This page outlines key features of the investment offered to members of Freeland Community Hub, and explains how these differ from conventional equity investments. The structure reflects both the Society’s legal obligations and its overriding commitment to community benefit. It is important to understand these principles before you make the decision to pledge, then commit financially.

Asset local and capital protection

Community Benefit Societies are governed by the Co-operative and Community Benefit Societies Act 2014[1] (CCBSA 2014). Under this legislation, the assets of the Society are held for the benefit of the community. The Society is subject to an asset lock, which means:

  • Investors cannot sell or transfer their shares on an open market.
  • When an investor withdraws their shares (subject to the Society’s discretion and financial position), they receive no more than the original amount invested — there is no scope for capital appreciation.
  • In the event that the Society is wound up, any residual assets (after repayment of share capital and liabilities) must be applied for the benefit of the community and specifically awarded to a charity; they cannot be distributed to members.

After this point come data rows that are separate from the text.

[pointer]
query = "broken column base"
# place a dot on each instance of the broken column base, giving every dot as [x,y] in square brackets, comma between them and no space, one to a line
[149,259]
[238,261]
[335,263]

This asset lock ensures that all capital raised serves the long-term interests of the community and prevents the private accumulation of capital gains by investors.

Withdrawable shares

  • Shares may be withdrawn by members who have held them for a minimum period of three years.
  • The Board will specify a maximum total withdrawal for each financial year.
  • Withdrawals will be made in the order in which they were received up to a maximum total withdrawal specified by the Board for the financial year.
  • All withdrawals must be funded from trading profits, reserves or new share capital raised from members and are at the discretion of the Board having regard to the need to maintain prudent reserves and the Society’s commitment to community benefit.
  • The Board may suspend the right to withdraw shares (wholly or partially), indefinitely or for a fixed period.

Interest payments

While community benefit societies may pay interest on share capital, any such payments are strictly limited both by law and by the Society’s governing rules:

  • Interest on share capital is not a reward for investment risk or capital growth, but a modest compensation for the use of capital.
  • FCH may (but is under no obligation to) pay interest to shareholders subject to the following: Payment of interest must be from trading profits and is at the discretion of the Board having regard to the long-term interest of the Society, the need to maintain prudent reserves, and the Society’s commitment to community benefit.
  • In practice, this means that any interest offered is likely to be modest and typically aligned with rates offered by ethical or social investment schemes.
  • The primary obligation of FCH is to apply its profits to community benefit, and only after fulfilling this duty may it make interest payments to investors.
  • The society’s rules govern the specific provisions for interest payments, including the Board’s discretion to declare or withhold interest based on the financial position of the society in any given year.

[1] Co-operative and Community Benefit Societies Act 2014 (CCBSA 2014)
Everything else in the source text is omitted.